The 28th of July 2005 AD

When the Provisional IRA formally declared the end to its armed campaign it was the news that peace campaigners thought that they may never hear. It was a realisation of the Good Friday Agreement ’s principals to champion wholly peaceful measures; with so many political fudges, it came a full seven years after the ink dried at Belfast , a sure indicator of the fraught difficulties in securing a lasting peace.
Given the seemingly irreconcilable rivalries aligned across the political, religious, and social fault-lines of Northern Ireland’s society, decommissioning was always going to be difficult. A farewell to arms was the hardest measure to regulate, encourage, and enforce. The Good Friday Agreement proposed disarmament from all sides within two years. Yet paramilitary violence was still adding to an atmosphere of the most uneasy peace. Reprising its earlier role as ‘protector’ of the Catholic community, any Loyalist violence was seen by the IRA as a legitimate reason not to decommission first. Trusting the security services to provide adequate protection was still some way off.

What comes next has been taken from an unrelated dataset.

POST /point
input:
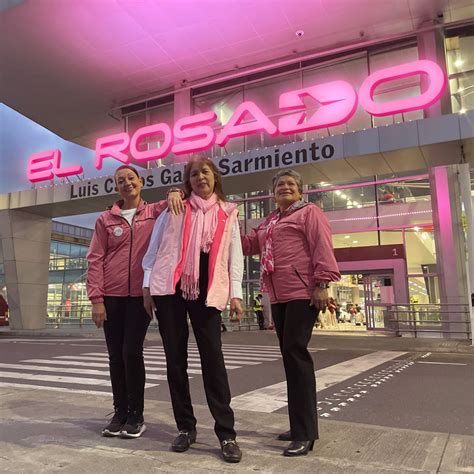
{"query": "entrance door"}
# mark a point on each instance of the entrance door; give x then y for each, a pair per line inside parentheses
(378, 297)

Yet the world was changing. 9/11 had shifted the West’s attention from Northern Ireland’s troubles to the growing crisis of Islamic Fundamentalism. After years of Sinn Féin’s political advances, the IRA’s intentions to make the British leave Northern Ireland by force were long becoming an anachronism. Northern Ireland was changing; businesses were coming back, violence was on the wain, setbacks in dialogue between Unionists, Nationalists and Republicans no longer meant a return to violence.
Three weeks after the 7/7 bombings on London’s underground the IRA called an unequivocal and permanent ceasefire. The point scoring after the announcement were moot; there were no real victors in The Troubles. For 30 years, few of Northern Ireland’s protagonists could claim to hold the moral high ground when atrocities were routinely countered and escalated. Finally, it had come to an end.